Seasonal Affective Disorder

Overview of Seasonal Affective Disorder

Seasonal Affective Disorder

Seasonal affective disorder, or SAD, is a type of depression that occurs during the fall and winter months. People with SAD feel a lot of the symptoms of depression during these times of the year, and they usually get better when the seasons change.

The brain reacts to less sunlight by producing chemicals that affect your sleep-wake cycles, energy and mood. These chemicals include melatonin and serotonin.

Facts about seasonal affective disorder

  • Many people experience symptoms of depression in the fall and winter when days are short and nights are dark. This is called seasonal affective disorder, or SAD for short.
  • While the causes of SAD are not entirely known, researchers believe it is related to changes in circadian rhythms and lack of sunlight.
  • Symptoms of SAD may include feeling hopeless, irritable, or depressed; sleep problems; weight gain; trouble concentrating, and withdrawal from social activities.
  • SAD is more common in women than men, and can be associated with other mental health problems such as substance abuse and suicidal thoughts.

If you suspect you or a loved one might have SAD, contact your doctor for an evaluation and possible treatment options.

symptoms of seasonal affective disorder

  • The most common symptoms of (SAD) are sadness, low energy, and sleep problems.
  • People with this condition may also have changes in appetite, a loss of interest in normal activities, and difficulty concentrating.
  • If you have signs and symptoms of depression, such as low energy,
  • big changes in your eating or sleeping habits,
  • feelings of hopelessness, or thinking about suicide,

Your health care provider will compare your physical exam and medical history to diagnostic criteria.

A drop in serotonin, the brain chemical that helps regulate mood, may play a role in this type of depression. It might also be caused by vitamin D deficiency, which is more common in winter because sunlight helps your body make the hormone that boosts serotonin levels.

Symptoms of SAD can be treated with antidepressants, psychotherapy and light therapy. Your therapist might also recommend a combination of treatment options.

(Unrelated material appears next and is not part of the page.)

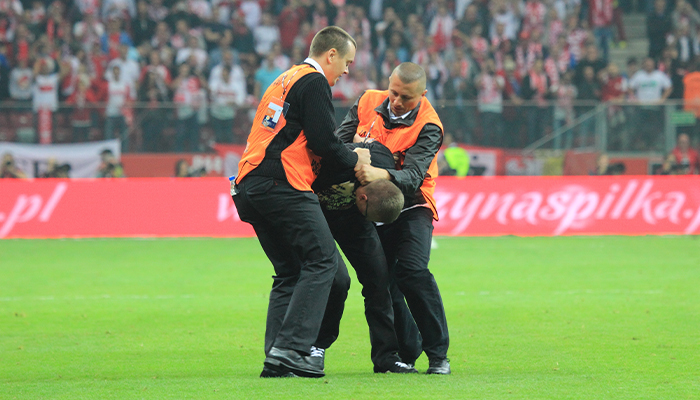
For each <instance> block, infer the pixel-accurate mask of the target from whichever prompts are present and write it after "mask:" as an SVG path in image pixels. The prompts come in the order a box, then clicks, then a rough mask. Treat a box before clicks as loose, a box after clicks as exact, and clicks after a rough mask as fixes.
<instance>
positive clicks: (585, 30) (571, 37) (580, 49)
mask: <svg viewBox="0 0 700 400" xmlns="http://www.w3.org/2000/svg"><path fill="white" fill-rule="evenodd" d="M566 21H567V25H566V42H567V43H568V44H569V51H570V52H571V55H572V57H573V58H574V63H578V62H579V61H581V59H582V58H583V55H584V54H583V53H584V49H585V43H586V41H587V40H588V31H586V30H585V29H583V28H582V27H581V25H580V23H579V19H578V17H577V16H576V15H570V16H568V17H567V20H566Z"/></svg>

diagnoses of seasonal affective disorder

Seasonal affective disorder is a type of depression. It is a subtype of major depressive disorder and bipolar disorder.

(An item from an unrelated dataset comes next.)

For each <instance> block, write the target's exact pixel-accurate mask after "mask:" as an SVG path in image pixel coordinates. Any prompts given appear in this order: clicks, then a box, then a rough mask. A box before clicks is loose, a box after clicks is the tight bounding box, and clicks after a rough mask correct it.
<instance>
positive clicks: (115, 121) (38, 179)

If you are diagnosed with seasonal affective disorder, treatment usually includes talk therapy, light therapy, medication, and lifestyle changes. Medication and other treatments may not cure the condition, but they can help you feel better.

treatment of SAD

If you have seasonal affective disorder, your doctor can help you find the right treatment. Your GP may recommend using a combination of treatments, such as talking therapies, medication or light therapy.

Symptoms of seasonal affective disorder usually start in fall or winter and last through spring. They can be severe enough to make it difficult to function normally.

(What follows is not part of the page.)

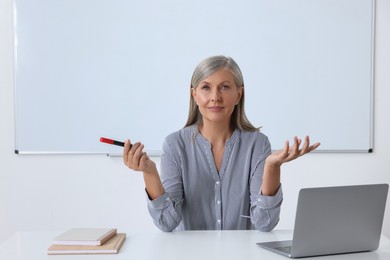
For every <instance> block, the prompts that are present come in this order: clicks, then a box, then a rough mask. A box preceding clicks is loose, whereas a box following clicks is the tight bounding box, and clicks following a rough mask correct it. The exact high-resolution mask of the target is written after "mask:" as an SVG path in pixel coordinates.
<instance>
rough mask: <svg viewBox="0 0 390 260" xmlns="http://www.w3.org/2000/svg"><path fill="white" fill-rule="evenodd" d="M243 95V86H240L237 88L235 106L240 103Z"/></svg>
mask: <svg viewBox="0 0 390 260" xmlns="http://www.w3.org/2000/svg"><path fill="white" fill-rule="evenodd" d="M243 94H244V85H242V86H241V87H239V88H238V97H237V102H236V105H238V103H240V101H241V97H242V95H243Z"/></svg>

The condition is thought to be caused by a change in your brain’s response to less sunlight during the fall and winter. It affects the two chemicals in your brain that regulate sleep-wake cycles, energy and mood — melatonin and serotonin.

Treatment options for SAD include antidepressants, cognitive behavioral therapy (CBT) and light therapy. You can also try things like exercising, eating a balanced diet and taking vitamins and supplements.


If you’re feeling a little more melancholy, sluggish, or depressed during certain seasons of the year, it may be worth talking to your doctor. If you experience feelings of sadness, fatigue, or irritability each year, that’s likely a sign of seasonal affective disorder (SAD).

Most people who have SAD start feeling symptoms in late fall and get worse through the winter. The decrease in sunlight in the winter disrupts your body’s natural clock, which can trigger depression. It also interferes with your level of serotonin and melatonin, which are brain chemicals that help regulate sleep and mood.

Resources and References: Mind, WebMD, Healthdirect, Johns Hopkins Medicine, Mayo Clinic.